Conversely, our funds are issued out of the ETF Managers Trust. I’m a trustee. I’m going to have a greater level of the operational control of the ETF than Garrett would. That’s the core difference.
I also do the portfolio management in-house, whereas ETC rents portfolio management. I have a broker-dealer, and we sell our securities here. ETC doesn’t do their wholesale. ETC brokers services; we provide the majority of the services.
Because of that, our contracts clearly state that these funds are issued, operated and very much in the control of ETFMG. There are specific provisions in our commercial agreements that preclude our partners from interfering whatsoever with the operation of the fund.
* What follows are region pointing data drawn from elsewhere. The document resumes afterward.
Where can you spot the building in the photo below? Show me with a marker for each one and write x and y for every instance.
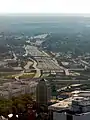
(42, 93)
(73, 108)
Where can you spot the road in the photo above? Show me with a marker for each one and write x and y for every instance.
(38, 71)
(27, 66)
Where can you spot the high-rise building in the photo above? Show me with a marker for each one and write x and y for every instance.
(42, 93)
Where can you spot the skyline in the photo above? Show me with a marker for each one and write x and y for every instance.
(44, 6)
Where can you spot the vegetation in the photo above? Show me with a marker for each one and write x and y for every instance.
(19, 103)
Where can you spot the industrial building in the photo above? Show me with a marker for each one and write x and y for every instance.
(73, 108)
We can end the relationship with any partner and terminate the commercial agreement, but that’s not the same as closing a fund. The security is not governed by that commercial agreement. The security is governed by an advisor agreement and the trust board’s interest in issuing it. We have every right to continue supporting funds even if the relationship with the partner is terminated. Public securities cannot be governed by commercial agreements. It’s only the board that can decide to close a fund or make a change. That’s why I made the decision when we started this company in 2012 that we wouldn’t rent trusts and boards, but we would create our own trust, I’d have a seat as an affiliate trustee, and we would have independence, and a greater level of control of the operations.”
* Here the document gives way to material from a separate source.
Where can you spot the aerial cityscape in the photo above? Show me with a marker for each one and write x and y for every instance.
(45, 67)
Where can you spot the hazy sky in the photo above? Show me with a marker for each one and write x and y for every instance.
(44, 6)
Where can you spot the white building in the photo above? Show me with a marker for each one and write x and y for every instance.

Phil Bak, head of Exponential ETFs, a firm that doesn’t consider itself a full-fledged white-label provider, but one that considers partnering in ETFs that fit their overall expertise and goals, sees the dispute between ETFMG and PureFunds as a black eye on the industry. Exponential has two ETFs in the market, and is wholly owned by ACSI Funds, an asset manager of ETFs and hedge funds.
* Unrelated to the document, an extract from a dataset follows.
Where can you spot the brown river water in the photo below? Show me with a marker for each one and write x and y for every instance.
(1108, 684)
“It’s shameful what happened. There was no ambiguity about the relationship, the roles and what ETFMG was selling when the fund launched. The fact is that it’s a lot sexier to be a $1 billion asset manager than it is to be a service provider that’s offering operational support for an up-charged fee, and that seems to be the driver for the change from ‘your ETF your way; we are not competing with our clients, we are client focused’ to what we are seeing now.
Our business, Exponential ETFs, is not a traditional white-label shop. We will selectively partner with asset managers whose ideas are complementary to what we do, and match our expertise. But we are not actively seeking white-label deals in the traditional sense.
In our model, all of our standard contracts include language that protects our partners. We’d never act in that way, but we don’t have our own trust—we partner with U.S. Bank. Their board has final decision on certain aspects of the funds, but we have exemptive relief, and we have a broker-dealer, so we have certain controls on our end. Our model is a little different because we are not trying to mark up operational services for a small fee. We are investing in the long-term success of Exponential ETF’s products.”
For investors, this is a lot of inside baseball. But for an investment professional looking to get into the ETF business with a white-label provider, it's clear there are significant differences between competing solutions. This space is hardly vanilla, and each firm operates differently.